Validation of a Handprint for Clinical Evaluation of Dupuytren's Contracture

Abstract

Objective We have developed a handprint-based method for visualizing and quantifying the palmar contact of patients with Dupuytren's contracture. The purpose of this study was to examine whether the generated handprint was useful for assessing the severity of flexion contracture of the fingers and for evaluating the therapeutic effects of collagenase clostridium histolyticum (CCH) injection for Dupuytren's contracture.Methods The handprint was created by applying medical-grade ethanol-containing hand sanitizer over the entire palmar surface of the affected hand and then pressing it on thermal paper for word processors.
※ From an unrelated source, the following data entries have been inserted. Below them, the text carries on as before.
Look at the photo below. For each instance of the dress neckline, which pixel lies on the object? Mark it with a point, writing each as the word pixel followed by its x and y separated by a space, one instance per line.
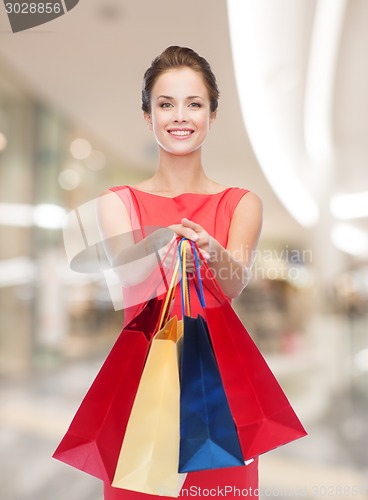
pixel 178 195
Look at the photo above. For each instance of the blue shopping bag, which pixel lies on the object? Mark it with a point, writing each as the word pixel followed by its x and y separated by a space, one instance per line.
pixel 208 436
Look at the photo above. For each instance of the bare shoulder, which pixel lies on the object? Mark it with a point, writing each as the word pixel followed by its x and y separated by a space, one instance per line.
pixel 250 202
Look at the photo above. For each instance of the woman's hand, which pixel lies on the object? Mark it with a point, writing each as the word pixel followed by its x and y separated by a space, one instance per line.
pixel 193 231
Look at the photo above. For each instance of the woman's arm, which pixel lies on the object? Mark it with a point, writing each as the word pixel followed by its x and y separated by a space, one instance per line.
pixel 132 262
pixel 231 266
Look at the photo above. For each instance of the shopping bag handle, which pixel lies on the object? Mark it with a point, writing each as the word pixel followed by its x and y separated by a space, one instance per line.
pixel 171 290
pixel 184 286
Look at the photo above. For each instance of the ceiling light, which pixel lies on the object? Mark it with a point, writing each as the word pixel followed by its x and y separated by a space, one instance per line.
pixel 267 123
pixel 47 216
pixel 320 79
pixel 350 206
pixel 350 239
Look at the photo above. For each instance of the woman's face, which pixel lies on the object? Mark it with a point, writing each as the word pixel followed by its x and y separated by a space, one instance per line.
pixel 180 115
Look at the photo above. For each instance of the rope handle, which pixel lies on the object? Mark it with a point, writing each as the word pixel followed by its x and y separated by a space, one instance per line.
pixel 184 285
pixel 171 289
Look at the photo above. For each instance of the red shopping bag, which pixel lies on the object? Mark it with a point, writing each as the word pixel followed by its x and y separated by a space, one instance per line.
pixel 262 413
pixel 93 440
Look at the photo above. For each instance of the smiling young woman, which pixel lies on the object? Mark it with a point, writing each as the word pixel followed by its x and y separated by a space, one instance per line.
pixel 179 102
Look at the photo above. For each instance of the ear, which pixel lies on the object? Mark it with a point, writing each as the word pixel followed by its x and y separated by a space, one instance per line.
pixel 148 119
pixel 213 117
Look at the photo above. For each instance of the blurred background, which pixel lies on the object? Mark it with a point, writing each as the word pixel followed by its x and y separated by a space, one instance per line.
pixel 292 126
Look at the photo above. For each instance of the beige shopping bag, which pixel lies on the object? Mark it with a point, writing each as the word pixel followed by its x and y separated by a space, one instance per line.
pixel 149 455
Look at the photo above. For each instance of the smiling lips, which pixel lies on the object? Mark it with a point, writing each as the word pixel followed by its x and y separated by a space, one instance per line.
pixel 180 133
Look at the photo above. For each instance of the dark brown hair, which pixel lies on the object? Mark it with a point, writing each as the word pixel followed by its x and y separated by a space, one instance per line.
pixel 175 57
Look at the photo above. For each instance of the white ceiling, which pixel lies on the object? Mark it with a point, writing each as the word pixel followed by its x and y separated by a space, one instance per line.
pixel 89 64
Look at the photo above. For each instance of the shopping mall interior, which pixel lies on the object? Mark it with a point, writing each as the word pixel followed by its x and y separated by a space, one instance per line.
pixel 292 126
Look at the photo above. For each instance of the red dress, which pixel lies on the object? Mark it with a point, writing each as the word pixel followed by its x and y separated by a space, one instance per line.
pixel 214 213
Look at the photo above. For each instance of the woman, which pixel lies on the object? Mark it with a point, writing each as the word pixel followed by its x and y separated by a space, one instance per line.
pixel 179 101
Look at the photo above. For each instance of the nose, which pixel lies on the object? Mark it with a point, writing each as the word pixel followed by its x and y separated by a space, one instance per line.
pixel 180 113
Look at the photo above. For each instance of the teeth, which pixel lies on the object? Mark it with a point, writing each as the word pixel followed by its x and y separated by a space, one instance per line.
pixel 180 132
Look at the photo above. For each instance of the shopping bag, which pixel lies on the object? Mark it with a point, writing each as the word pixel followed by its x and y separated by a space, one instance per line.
pixel 93 440
pixel 263 415
pixel 148 460
pixel 208 437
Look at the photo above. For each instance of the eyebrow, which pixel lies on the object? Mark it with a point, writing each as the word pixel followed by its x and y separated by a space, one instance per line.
pixel 172 98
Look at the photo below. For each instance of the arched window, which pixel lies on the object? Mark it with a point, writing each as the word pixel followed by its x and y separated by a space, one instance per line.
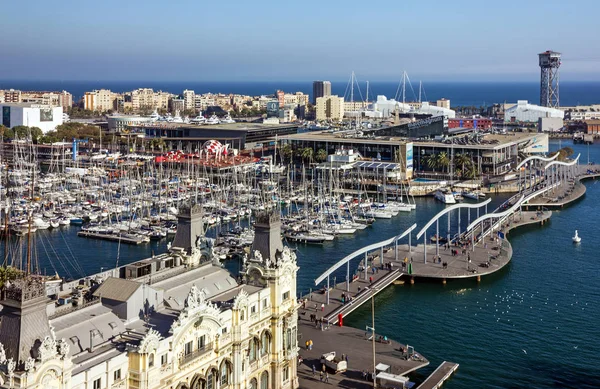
pixel 198 384
pixel 253 384
pixel 252 346
pixel 225 373
pixel 211 379
pixel 264 380
pixel 265 343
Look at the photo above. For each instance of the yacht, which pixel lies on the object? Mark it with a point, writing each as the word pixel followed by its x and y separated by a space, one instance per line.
pixel 198 119
pixel 227 119
pixel 475 195
pixel 213 120
pixel 155 116
pixel 444 196
pixel 177 118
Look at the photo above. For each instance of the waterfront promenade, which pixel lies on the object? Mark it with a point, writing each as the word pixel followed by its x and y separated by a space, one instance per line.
pixel 479 251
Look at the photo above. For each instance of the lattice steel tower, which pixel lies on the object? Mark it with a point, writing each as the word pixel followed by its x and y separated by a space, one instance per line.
pixel 549 65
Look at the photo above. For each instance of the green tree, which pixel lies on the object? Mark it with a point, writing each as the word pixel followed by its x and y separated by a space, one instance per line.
pixel 307 154
pixel 8 273
pixel 564 153
pixel 157 143
pixel 24 132
pixel 462 163
pixel 321 155
pixel 432 161
pixel 443 160
pixel 287 152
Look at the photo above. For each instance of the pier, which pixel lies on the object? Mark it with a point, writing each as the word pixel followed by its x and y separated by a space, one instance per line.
pixel 134 240
pixel 478 250
pixel 439 376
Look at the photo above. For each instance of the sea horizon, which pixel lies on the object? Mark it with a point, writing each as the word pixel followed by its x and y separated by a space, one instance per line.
pixel 459 93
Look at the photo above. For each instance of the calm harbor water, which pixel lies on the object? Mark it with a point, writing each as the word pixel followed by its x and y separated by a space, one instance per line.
pixel 459 93
pixel 533 324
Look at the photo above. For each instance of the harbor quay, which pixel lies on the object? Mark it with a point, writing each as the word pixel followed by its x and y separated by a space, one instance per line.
pixel 472 254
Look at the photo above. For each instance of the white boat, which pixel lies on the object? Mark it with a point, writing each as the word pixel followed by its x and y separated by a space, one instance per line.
pixel 227 119
pixel 198 120
pixel 470 195
pixel 457 196
pixel 155 116
pixel 474 195
pixel 213 120
pixel 444 196
pixel 41 224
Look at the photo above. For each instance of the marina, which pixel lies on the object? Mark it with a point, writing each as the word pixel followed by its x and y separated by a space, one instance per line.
pixel 394 262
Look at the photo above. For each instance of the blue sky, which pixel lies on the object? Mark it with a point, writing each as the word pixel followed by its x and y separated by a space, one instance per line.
pixel 180 40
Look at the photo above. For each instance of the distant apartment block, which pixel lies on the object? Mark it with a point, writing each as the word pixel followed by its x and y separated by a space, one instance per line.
pixel 189 99
pixel 321 89
pixel 12 96
pixel 101 100
pixel 297 98
pixel 53 99
pixel 147 98
pixel 444 103
pixel 330 108
pixel 354 106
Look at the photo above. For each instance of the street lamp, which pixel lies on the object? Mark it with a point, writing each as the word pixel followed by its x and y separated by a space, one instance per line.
pixel 373 338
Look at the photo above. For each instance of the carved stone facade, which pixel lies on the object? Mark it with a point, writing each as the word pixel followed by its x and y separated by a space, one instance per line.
pixel 218 335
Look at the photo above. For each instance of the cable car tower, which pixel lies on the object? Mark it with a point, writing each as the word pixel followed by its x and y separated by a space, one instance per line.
pixel 549 65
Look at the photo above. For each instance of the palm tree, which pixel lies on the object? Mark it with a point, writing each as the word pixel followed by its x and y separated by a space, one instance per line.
pixel 443 160
pixel 287 151
pixel 307 154
pixel 432 161
pixel 462 163
pixel 321 155
pixel 8 273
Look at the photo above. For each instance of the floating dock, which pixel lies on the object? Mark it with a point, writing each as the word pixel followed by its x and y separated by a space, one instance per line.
pixel 114 238
pixel 439 376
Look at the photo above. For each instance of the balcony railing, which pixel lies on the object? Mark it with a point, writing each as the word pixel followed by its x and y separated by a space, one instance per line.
pixel 187 358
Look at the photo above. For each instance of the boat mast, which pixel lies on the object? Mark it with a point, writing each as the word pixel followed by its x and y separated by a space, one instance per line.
pixel 27 271
pixel 6 208
pixel 404 87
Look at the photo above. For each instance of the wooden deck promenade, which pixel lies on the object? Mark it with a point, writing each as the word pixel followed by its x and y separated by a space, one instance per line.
pixel 439 376
pixel 485 259
pixel 567 194
pixel 111 237
pixel 358 348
The reliability of the handprint was evaluated through test–retest of 10 healthy volunteers at an interval of 10 days, and the validity of the handprint was assessed using a flexion contracture model in which the little finger was fixed in an Alfence splint. In addition, we obtained handprints of the affected hand in 33 patients with unilateral Dupuytren's contracture both before CCH injection and at the final observation after injection to investigate the contact area of the hand (CAH) and the length of the hand (LH). The relationships between CAH, LH, total extension deficit angle (TEDA), and patient-reported outcome measures (Japanese Society for Surgery of the Hand Version of the Quick Disability of Arm, Shoulder, and Hand Questionnaire [Quick DASH-JSSH] and Hand20) were examined.Results The test–retest correlation coefficient was 0.9187 (p < 0.001) for CAH and 0.9052 (p < 0.001) for LH, indicating high reliability of the handprint. The ratios of CAH and LH decreased gradually as the contracture angle of the splinted finger increased. The handprint revealed a marked improvement of palmar contact after CCH injection for Dupuytren's contracture. Furthermore, the ratios of CAH and LH were strongly correlated with TEDA, Quick DASH-JSSH, and Hand20 before treatment.Conclusion Our handprint-based assessment method was extremely useful for clinical evaluation of CCH treatment for Dupuytren's contracture.Type of Study/Level of Evidence Therapeutic.